Ce mercredi 19 juin 2024, le camp pénal de Liberté 6 a été le théâtre d’une mutinerie entre les détenus et leurs gardiens. Tout est partie d’une opération de fouille dans les cellules des prisonniers de l’établissement pénitentiaire. Dans cette prison, nombreux sont les détenus qui possèdent un téléphone portable malgré leur interdiction.
Les détenus ont tout filmé les affrontements et mis sur le net, posant du coup la lancinante question de l’utilisation du téléphone portable en milieu carcéral en parfaite violation des règles régissant le fonctionnement des prisons. Par quels moyens, les détenus arrivent à en disposer alors que c'est interdit ? Ils ont accepté de raconter comment le bigot ou le smartphone est entré en prison. Les méthodes confirmées par des proches de prisonniers.
- Les matons qui offrent un téléphone aux détenus appelés « charrettes »
« Sans la complicité d’un garde pénitentiaire, un détenu ne pourra jamais disposer d’un téléphone portable en prison. Puisqu’au moment de notre incarcération, nous venons les mains vides. Avec le maximum de surveillance et un dispositif sécuritaire bien garanti. D’ailleurs, dans notre jargon, ces gardes pénitentiaires qui nous aident à avoir un téléphone portable dans nos cellules sont appelés « les charrettes », explique un détenu de la «Cité Malaw» de Mbour interrogé par L'OBS.
Ibrahima Diop (le nom a été changé ), garde pénitentiaire à la retraite, relativise la complicité des agents. Il dit : « L’introduction du téléphone portable dans le milieu carcéral est une situation très récurrente. On ne peut pas aussi dire qu’il n’y a pas des agents qui cèdent à la tentation de certains détenus leur facilitant l’introduction des téléphones portables. Ce qui est bien possible même si ce sont des cas très rares. Maintenant les agents sont en grande partie bien rémunérés, je ne vois pas pourquoi ils s’adonneraient à de tels actes. Des détenus de confiance peuvent sortir de la prison, même s’ils sont fouillés à la sortie comme à l’entrée de la prison, le plus souvent, ces fouilles ne sont pas minutieuses. Mais il y a aussi des détenus au niveau de la cour et qui aident les surveillants de prison dans certaines tâches. Généralement ces détenus observent la fébrilité de certains agents dans le but d’en profiter pour introduire des téléphones portables ou des produits prohibés. Ils usent de beaucoup d’astuces pour introduire ces appareils dans la prison.»

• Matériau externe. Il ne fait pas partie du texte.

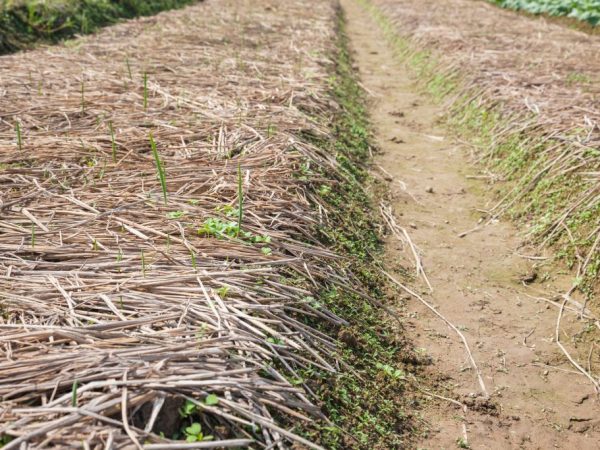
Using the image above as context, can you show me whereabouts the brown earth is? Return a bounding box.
[341,0,600,448]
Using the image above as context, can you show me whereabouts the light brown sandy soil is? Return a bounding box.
[341,0,600,448]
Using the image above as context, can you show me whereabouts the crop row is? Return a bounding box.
[489,0,600,25]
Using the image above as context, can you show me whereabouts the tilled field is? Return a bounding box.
[0,0,370,447]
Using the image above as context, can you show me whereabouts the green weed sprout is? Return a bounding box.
[237,163,243,237]
[149,133,168,205]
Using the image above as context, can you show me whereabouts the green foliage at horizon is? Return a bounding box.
[0,0,201,54]
[489,0,600,25]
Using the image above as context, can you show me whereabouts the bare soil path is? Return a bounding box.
[341,0,600,448]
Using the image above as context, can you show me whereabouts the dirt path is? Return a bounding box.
[341,0,600,448]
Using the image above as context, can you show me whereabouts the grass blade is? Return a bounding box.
[143,71,148,110]
[126,57,133,81]
[71,380,78,407]
[237,162,243,237]
[190,250,197,270]
[141,250,146,277]
[16,121,22,151]
[81,79,85,114]
[109,121,117,162]
[149,133,168,205]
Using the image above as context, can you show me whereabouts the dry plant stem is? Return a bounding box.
[409,380,467,412]
[121,372,144,450]
[380,202,432,292]
[555,298,600,394]
[383,270,489,398]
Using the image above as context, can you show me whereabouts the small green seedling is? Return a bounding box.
[109,121,117,162]
[205,394,219,406]
[166,210,185,219]
[141,250,146,276]
[71,380,78,407]
[184,423,213,443]
[81,80,85,113]
[215,286,229,298]
[179,399,196,418]
[376,362,405,380]
[190,250,197,270]
[143,72,148,110]
[31,223,35,248]
[456,437,470,449]
[236,163,243,237]
[198,218,239,238]
[149,133,168,205]
[15,121,22,151]
[126,57,133,80]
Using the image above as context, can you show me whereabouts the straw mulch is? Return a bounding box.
[374,0,600,284]
[0,0,350,447]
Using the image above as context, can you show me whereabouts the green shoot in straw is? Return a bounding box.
[190,250,197,270]
[237,162,243,237]
[149,133,168,205]
[71,380,78,407]
[109,121,117,162]
[141,250,146,276]
[16,121,22,151]
[126,57,133,81]
[31,223,35,248]
[143,72,148,110]
[81,80,85,114]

- La méthode ingénieuse pour cacher son téléphone
Avoir un téléphone est une chose, comment le garder en est une autre. Au Camp pénal de Liberté 6, contrairement à certains de ses codétenus qui ont perdu leurs téléphones portables avant-hier, au moment de la fameuse fouille, un détenu de la chambre 8 a la chance de garder le sien avec lui. « Il y a plusieurs façons pour un détenu bien averti de garder son téléphone portable hors de la portée des gardes pénitentiaires. Même s’il faut reconnaître que c’est grâce à eux que nous avons pu obtenir cet outil de communication. Car, en prison, seul le téléphone portable peut nous permettre d’être en contact avec notre famille. Avant la fouille, quand le problème a commencé à éclater, j’ai bien pris le soin de casser l’un des carreaux de la chambre, avant d’enfouiller minutieusement mon téléphone portable dans le sol. J’ai ensuite replacé le carreau cassé comme si de rien n’était », ironise au bout du fil le détenu de la chambre 8 du Camp pénal.

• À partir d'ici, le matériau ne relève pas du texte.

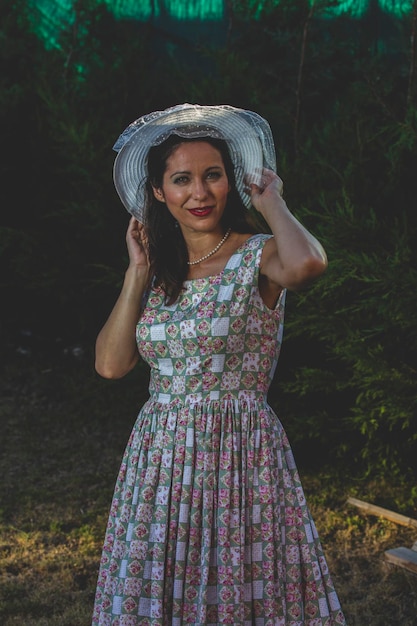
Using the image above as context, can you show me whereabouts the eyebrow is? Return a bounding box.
[169,165,224,179]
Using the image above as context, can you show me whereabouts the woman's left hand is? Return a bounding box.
[249,169,284,217]
[249,168,327,293]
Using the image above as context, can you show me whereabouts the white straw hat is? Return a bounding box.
[113,103,276,221]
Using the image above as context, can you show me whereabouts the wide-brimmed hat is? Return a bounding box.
[112,103,276,221]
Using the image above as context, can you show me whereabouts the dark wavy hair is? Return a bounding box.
[144,135,260,304]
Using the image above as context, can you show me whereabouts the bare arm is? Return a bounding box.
[250,170,327,302]
[95,218,151,379]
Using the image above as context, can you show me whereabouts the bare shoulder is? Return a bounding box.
[232,231,257,248]
[259,232,327,292]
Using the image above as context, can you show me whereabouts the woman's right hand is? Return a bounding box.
[126,216,150,270]
[95,217,150,379]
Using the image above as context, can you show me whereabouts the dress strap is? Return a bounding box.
[223,233,272,273]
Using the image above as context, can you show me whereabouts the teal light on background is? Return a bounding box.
[379,0,413,17]
[108,0,158,20]
[163,0,224,20]
[318,0,369,19]
[317,0,414,18]
[103,0,224,20]
[27,0,415,50]
[28,0,226,49]
[29,0,75,49]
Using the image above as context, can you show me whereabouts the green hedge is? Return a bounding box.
[1,0,416,476]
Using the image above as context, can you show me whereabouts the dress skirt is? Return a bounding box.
[92,234,346,625]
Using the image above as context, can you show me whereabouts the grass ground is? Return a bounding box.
[1,348,416,625]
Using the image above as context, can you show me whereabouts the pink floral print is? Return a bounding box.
[93,235,346,626]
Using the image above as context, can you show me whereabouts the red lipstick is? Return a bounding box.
[188,207,213,216]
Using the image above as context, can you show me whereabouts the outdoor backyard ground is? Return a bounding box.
[1,347,416,626]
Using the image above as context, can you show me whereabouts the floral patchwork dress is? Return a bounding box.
[92,234,346,626]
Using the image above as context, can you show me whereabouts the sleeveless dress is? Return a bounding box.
[92,234,346,626]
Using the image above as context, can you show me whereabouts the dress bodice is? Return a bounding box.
[136,234,285,406]
[95,240,346,626]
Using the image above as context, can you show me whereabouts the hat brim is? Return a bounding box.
[113,104,276,221]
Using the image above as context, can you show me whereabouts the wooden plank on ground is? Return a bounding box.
[347,497,417,529]
[384,547,417,575]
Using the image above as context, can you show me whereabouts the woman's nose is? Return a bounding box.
[191,178,208,199]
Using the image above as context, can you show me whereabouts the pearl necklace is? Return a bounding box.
[187,228,232,266]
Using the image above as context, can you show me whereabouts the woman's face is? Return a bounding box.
[152,141,231,234]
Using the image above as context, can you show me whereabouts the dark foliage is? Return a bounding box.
[1,0,416,479]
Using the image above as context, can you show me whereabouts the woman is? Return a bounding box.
[93,104,346,625]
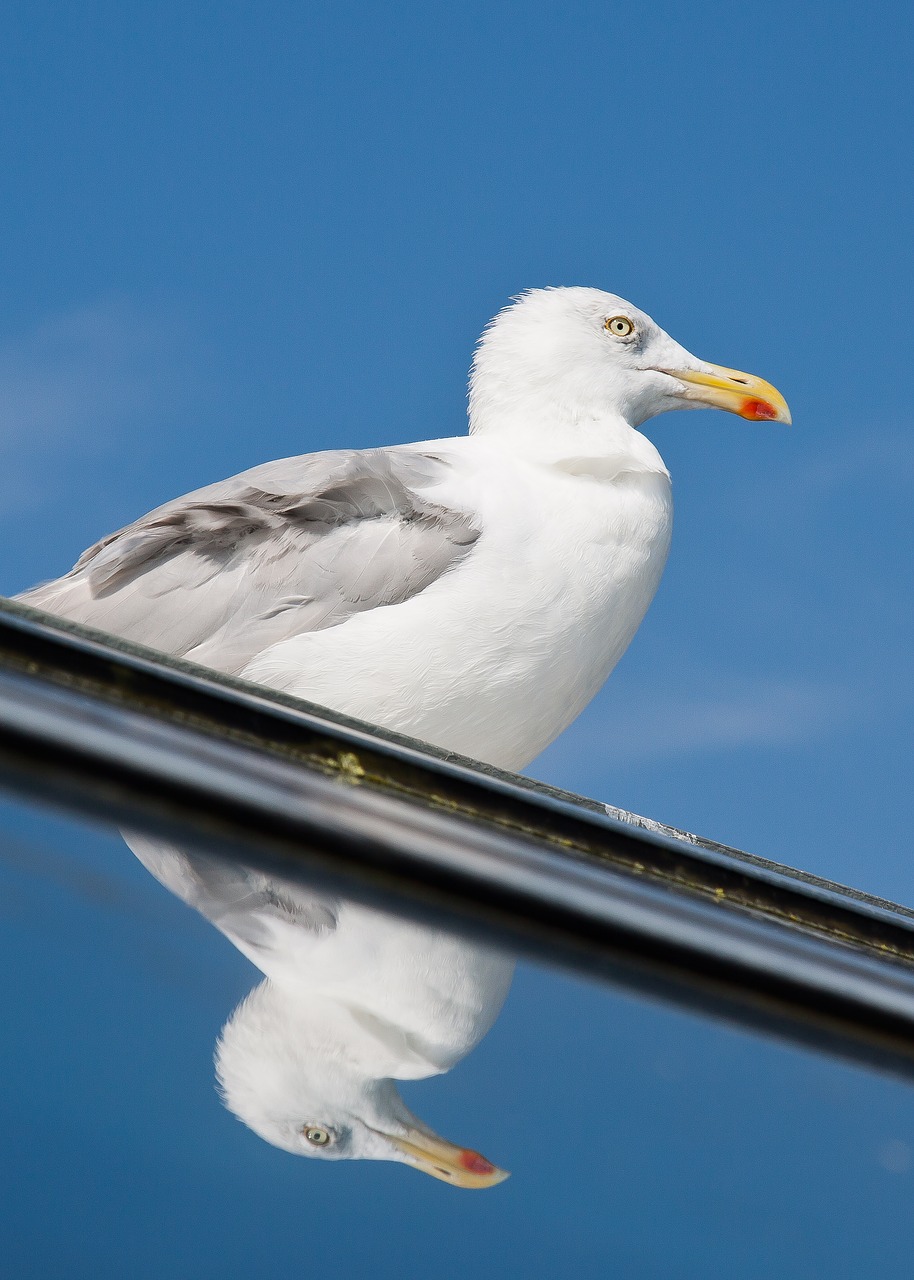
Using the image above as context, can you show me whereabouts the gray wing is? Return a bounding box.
[17,448,480,674]
[127,832,340,956]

Il renseigne qu’il arrive que les gardes découvrent, dans un matelas déchiré, un téléphone portable. Là, ils sanctionnent le propriétaire du matelas en question alors qu’il n’est point le propriétaire du téléphone caché dans cet endroit. « Dans ce cas de figure, les gardes pénitentiaires ne chercheront même pas le propriétaire du téléphone portable enfoui dans le matelas, mais plutôt la personne qui se couche sur ce matelas. Du coup, il est sanctionné comme étant le propriétaire de l’appareil », se désole-t-il.